Рядом, на Красной Площади, ветер перегонял обрывки старых газет, растерзанные в клочья пакеты и другой мусор от памятника Минину и Пожарскому до Исторического Музея и обратно. Моросило. Сгорбленные люди ютились друг к дружке, с чиханием выпуская на волю возбудителей гриппа и ОРЗ.
- Купим одеяла- сказал отец- Занимай очередь.
Я занял очередь за миниатюрной дамой в драповом пальто в елочку. На голове дамы был надет малиновый вязаный берет. Я всегда запоминаю особые приметы того, за кем я занимаю очередь. Чтоб не потерять.
У нас с отцом много денег. Полные карманы, честно слово. Я впервые в жизни чувствую себя настолько богатым, что могу купить все. Теоретически, конечно. На самом деле мы уже все давно купили и упаковали в чемоданы, баулы и сумки. Мы продали квартиру, имущество, все. Мы послезавтра улетим отсюда навсегда. Жаль, что мы не сможем взять эти деньги с собой. Советские деньги никому не нужны там, куда мы летим. А с собой собой можно брать только по пятьдесят долларов на человека и все. Больше не провезешь, кто-то там уже пытался. У нас ведь самые лучшие пограничники с самыми лучшими пограничными собаками. Советские деньги нужны тут. Но тут покупать вроде как и нечего уже. Все, что надо мы уже купили.

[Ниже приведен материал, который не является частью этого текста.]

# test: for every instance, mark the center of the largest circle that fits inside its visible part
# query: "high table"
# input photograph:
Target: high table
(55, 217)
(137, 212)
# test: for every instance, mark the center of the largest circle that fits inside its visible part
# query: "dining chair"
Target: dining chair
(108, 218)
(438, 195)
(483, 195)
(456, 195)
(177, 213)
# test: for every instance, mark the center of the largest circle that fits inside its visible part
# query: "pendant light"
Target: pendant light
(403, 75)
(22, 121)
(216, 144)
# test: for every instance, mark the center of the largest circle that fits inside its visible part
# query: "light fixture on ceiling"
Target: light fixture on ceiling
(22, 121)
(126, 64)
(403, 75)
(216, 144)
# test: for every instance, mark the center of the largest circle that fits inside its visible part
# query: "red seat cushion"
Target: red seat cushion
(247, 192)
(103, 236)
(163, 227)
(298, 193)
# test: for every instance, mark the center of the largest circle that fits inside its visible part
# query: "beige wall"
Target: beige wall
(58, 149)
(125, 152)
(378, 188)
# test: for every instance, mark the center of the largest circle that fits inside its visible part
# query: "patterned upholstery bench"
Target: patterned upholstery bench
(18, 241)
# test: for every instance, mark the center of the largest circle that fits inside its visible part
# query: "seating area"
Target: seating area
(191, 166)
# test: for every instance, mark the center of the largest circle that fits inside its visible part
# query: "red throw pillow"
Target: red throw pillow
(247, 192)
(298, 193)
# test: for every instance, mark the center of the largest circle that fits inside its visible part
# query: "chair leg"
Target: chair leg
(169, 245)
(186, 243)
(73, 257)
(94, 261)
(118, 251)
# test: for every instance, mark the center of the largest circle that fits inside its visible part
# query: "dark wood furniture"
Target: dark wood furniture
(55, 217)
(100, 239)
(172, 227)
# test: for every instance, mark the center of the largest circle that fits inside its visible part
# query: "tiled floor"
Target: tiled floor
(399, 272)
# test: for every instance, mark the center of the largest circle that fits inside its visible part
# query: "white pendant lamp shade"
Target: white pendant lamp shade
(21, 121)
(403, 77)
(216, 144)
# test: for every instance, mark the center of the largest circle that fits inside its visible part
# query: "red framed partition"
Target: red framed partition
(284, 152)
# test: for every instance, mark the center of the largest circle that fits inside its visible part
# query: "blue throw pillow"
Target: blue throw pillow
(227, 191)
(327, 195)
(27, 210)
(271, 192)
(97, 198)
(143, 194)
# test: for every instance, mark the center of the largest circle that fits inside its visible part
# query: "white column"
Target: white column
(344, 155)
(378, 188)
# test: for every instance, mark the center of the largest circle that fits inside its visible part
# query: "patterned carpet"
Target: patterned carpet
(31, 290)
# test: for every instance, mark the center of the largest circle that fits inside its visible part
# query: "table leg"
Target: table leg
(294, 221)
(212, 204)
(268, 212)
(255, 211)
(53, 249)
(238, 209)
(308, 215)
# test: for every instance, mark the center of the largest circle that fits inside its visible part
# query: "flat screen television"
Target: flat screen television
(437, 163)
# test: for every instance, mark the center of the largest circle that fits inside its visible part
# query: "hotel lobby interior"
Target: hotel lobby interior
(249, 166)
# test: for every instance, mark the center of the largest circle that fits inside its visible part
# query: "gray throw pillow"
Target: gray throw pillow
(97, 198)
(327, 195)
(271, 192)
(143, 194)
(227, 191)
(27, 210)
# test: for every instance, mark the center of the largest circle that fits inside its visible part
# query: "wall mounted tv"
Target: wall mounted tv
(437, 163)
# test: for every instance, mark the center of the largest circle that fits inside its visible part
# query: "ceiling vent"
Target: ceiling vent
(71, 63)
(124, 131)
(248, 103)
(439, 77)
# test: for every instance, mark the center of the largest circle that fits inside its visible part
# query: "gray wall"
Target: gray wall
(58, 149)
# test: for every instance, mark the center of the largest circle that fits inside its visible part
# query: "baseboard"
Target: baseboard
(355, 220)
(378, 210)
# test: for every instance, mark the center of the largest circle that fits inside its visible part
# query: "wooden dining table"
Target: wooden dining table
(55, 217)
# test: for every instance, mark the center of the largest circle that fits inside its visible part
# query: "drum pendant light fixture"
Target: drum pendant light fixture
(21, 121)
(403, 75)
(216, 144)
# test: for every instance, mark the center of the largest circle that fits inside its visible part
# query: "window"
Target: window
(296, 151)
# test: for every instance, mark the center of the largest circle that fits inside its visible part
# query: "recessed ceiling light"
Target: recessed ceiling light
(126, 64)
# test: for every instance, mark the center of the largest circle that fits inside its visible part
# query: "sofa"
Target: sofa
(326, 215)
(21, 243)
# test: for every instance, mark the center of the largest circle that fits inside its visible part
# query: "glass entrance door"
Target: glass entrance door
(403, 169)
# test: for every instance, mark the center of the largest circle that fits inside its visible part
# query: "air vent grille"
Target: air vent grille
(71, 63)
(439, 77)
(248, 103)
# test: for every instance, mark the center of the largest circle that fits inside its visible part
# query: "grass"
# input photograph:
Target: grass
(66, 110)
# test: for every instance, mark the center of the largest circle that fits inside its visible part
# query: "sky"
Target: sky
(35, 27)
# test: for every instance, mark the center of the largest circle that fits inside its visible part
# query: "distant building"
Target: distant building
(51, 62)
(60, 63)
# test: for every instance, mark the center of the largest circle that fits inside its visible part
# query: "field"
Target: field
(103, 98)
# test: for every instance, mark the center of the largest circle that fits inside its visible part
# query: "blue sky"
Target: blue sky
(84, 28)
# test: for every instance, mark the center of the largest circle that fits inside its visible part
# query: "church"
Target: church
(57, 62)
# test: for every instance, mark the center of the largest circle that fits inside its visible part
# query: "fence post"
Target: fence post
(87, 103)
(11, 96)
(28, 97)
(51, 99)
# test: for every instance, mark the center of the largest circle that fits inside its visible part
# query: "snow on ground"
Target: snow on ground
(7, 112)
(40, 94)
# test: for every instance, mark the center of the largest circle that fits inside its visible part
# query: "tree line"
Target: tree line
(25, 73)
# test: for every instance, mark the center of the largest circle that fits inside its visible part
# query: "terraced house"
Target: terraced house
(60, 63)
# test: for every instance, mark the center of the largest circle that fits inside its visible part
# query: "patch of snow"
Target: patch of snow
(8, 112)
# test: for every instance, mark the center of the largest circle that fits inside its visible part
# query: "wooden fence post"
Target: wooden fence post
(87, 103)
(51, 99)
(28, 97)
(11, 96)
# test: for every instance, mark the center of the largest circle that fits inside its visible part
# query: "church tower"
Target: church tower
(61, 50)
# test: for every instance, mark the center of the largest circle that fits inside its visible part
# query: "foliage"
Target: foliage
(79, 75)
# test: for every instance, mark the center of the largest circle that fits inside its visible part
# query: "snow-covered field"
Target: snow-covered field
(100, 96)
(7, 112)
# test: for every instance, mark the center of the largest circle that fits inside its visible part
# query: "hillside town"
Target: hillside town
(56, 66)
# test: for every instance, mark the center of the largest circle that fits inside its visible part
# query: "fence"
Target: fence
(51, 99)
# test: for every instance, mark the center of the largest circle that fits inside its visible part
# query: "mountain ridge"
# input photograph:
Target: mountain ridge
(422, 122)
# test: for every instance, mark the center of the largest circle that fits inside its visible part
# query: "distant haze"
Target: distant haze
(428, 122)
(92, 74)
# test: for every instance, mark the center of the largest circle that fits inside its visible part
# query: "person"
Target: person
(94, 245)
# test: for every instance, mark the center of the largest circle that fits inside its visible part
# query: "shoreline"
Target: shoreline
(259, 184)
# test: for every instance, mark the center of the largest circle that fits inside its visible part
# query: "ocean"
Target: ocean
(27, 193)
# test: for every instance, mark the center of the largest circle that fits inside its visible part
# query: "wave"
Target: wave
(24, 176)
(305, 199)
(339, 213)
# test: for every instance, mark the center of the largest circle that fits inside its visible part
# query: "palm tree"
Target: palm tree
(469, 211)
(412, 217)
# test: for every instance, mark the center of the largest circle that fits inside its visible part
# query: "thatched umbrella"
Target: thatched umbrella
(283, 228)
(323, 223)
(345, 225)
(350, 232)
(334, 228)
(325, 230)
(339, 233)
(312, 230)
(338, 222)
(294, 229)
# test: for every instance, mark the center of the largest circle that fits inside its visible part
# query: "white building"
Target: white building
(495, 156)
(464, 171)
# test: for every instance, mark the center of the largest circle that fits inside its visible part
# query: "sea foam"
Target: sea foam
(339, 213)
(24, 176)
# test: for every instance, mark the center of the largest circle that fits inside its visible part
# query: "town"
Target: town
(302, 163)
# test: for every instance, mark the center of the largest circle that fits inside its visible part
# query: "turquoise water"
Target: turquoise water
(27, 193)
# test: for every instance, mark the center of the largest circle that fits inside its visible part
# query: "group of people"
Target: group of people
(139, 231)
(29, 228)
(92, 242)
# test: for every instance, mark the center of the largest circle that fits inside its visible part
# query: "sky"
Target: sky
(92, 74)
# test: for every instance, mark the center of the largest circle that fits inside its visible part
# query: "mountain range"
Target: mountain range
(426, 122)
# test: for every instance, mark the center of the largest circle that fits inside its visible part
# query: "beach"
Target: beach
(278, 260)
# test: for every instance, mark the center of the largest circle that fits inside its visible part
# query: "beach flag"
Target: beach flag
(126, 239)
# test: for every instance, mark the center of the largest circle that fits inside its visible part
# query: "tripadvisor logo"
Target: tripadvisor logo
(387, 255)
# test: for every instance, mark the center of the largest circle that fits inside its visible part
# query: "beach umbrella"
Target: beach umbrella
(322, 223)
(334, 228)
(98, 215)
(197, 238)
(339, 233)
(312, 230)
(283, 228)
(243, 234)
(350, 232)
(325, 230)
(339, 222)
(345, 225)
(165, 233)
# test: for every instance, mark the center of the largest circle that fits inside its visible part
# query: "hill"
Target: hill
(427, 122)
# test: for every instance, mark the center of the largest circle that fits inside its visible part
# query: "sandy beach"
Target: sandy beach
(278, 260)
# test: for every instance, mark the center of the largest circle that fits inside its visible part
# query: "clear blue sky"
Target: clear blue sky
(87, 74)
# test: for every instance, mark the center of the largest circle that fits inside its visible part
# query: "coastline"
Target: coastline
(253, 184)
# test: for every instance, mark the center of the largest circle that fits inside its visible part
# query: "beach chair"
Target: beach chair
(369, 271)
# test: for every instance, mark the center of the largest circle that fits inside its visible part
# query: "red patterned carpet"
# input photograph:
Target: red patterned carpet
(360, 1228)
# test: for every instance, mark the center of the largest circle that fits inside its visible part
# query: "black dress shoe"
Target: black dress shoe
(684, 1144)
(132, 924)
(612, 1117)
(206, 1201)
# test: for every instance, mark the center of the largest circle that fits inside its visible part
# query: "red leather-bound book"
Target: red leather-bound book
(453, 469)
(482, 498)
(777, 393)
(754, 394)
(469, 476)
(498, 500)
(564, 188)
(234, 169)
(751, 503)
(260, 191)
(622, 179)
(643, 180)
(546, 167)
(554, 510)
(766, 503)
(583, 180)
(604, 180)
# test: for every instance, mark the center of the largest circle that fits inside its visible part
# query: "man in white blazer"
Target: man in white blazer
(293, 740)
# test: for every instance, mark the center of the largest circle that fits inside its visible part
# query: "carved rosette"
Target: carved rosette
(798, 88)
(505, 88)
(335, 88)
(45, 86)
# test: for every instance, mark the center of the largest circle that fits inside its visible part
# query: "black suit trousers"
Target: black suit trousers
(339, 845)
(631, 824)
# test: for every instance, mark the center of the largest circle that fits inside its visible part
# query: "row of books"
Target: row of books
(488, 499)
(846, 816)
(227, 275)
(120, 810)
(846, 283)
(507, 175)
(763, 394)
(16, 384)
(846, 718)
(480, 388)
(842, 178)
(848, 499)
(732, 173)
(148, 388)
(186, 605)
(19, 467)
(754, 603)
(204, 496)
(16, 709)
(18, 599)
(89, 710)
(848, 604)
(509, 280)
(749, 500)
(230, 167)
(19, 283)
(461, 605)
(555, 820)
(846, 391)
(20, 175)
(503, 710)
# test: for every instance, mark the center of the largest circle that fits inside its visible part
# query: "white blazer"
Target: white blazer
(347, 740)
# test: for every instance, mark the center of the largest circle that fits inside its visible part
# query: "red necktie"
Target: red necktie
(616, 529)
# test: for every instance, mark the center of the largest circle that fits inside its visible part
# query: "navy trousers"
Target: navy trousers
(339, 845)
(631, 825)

Теперь мы пытаемся потратить этот немыслимый капитал.
Я стою за одеялами. Очередь двигается медленно. Одеяла, говорят, двух цветов, красные и зеленые. Мы с отцом решаем взять два красных и два зеленых. Но через некотрое время выясняется, что красные кончились. Решаем брать только зеленые.
-Сходи, купи чего-нибудь пожевать- говорит отец.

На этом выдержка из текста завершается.